Once https://github.com/GoogleContainerTools/kaniko/issues/899 is fixed this issue should be resolved

cvgw commented 4 years ago

This should be fixed as of master@https://github.com/GoogleContainerTools/kaniko/commit/a675098b452d020bf678063a3ac2d3be84b0e545

Some assistance verifying that it is fixed would be appreciated. Thank you

mcfedr commented 4 years ago

This should be fixed as of master@a675098

Some assistance verifying that it is fixed would be appreciated. Thank you

Is there a prebuilt image from master that I can test with? it looks like gcr.io/kaniko-project/executor:latest is fixed at the last release

fredr commented 4 years ago

@mcfedr I think you can use the git hash, like gcr.io/kaniko-project/executor:a675098b452d020bf678063a3ac2d3be84b0e545

edbighead commented 4 years ago

@mcfedr you can check image versions in GCR https://console.cloud.google.com/gcr/images/kaniko-project/GLOBAL/executor?gcrImageListsize=30

edbighead commented 4 years ago

This should be fixed as of master@a675098

Some assistance verifying that it is fixed would be appreciated. Thank you

@cvgw fix is working on the latest version for me.

Dockerfile

FROM maven:3.6.2-jdk-11-slim AS build  
WORKDIR /usr/src/app  

COPY pom.xml .
RUN mvn dependency:go-offline

COPY src ./src  
RUN mvn clean package

FROM openjdk:11.0.4-jre-slim
WORKDIR /home/user

COPY --from=build /usr/src/app/target/app-0.0.1.jar /home/user/app.jar

RUN chmod +x /home/user/app.jar

ENTRYPOINT ["java", "-jar", "app.jar"]
EXPOSE 8080

kaniko output running multiple builds, changing source code INFO[0390] No cached layer found for cmd COPY --from=build /usr/src/app/target/app-0.0.1.jar /home/user/app.jar

toxsick commented 4 years ago

@cvgw works for me too. Thanks!

cvgw commented 4 years ago

Thanks everyone for the help solving and verifying this issue. Closing, but feel free to reopen if it isn't 100% fixed

stroncium commented 4 years ago

Any info on when release version lands(0.15.0?)? (I can test commit based version, but won't be able to use non-release version in production.)

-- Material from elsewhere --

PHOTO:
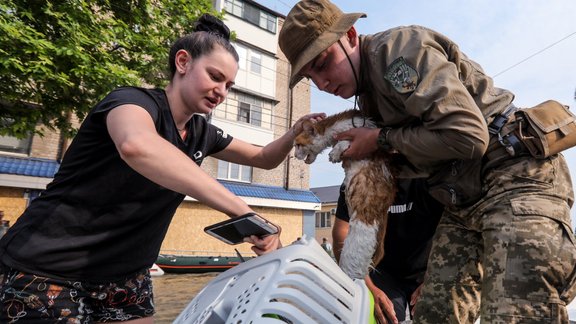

cvgw commented 4 years ago

@stroncium plan is to release v0.15.0 this week

jamil-s commented 3 years ago

Hey folks, we're seeing the same issue on the most recent debug build. In a multi-stage build, the first layer generates a new image and yet the second layer still results to the cached version, not sure if there's been a regression in this

DXCanas commented 3 years ago

Also seeing this in latest

KasnocknDave commented 3 years ago

Also seeing this in 1.6, examples described here https://github.com/GoogleContainerTools/kaniko/issues/1348 as well.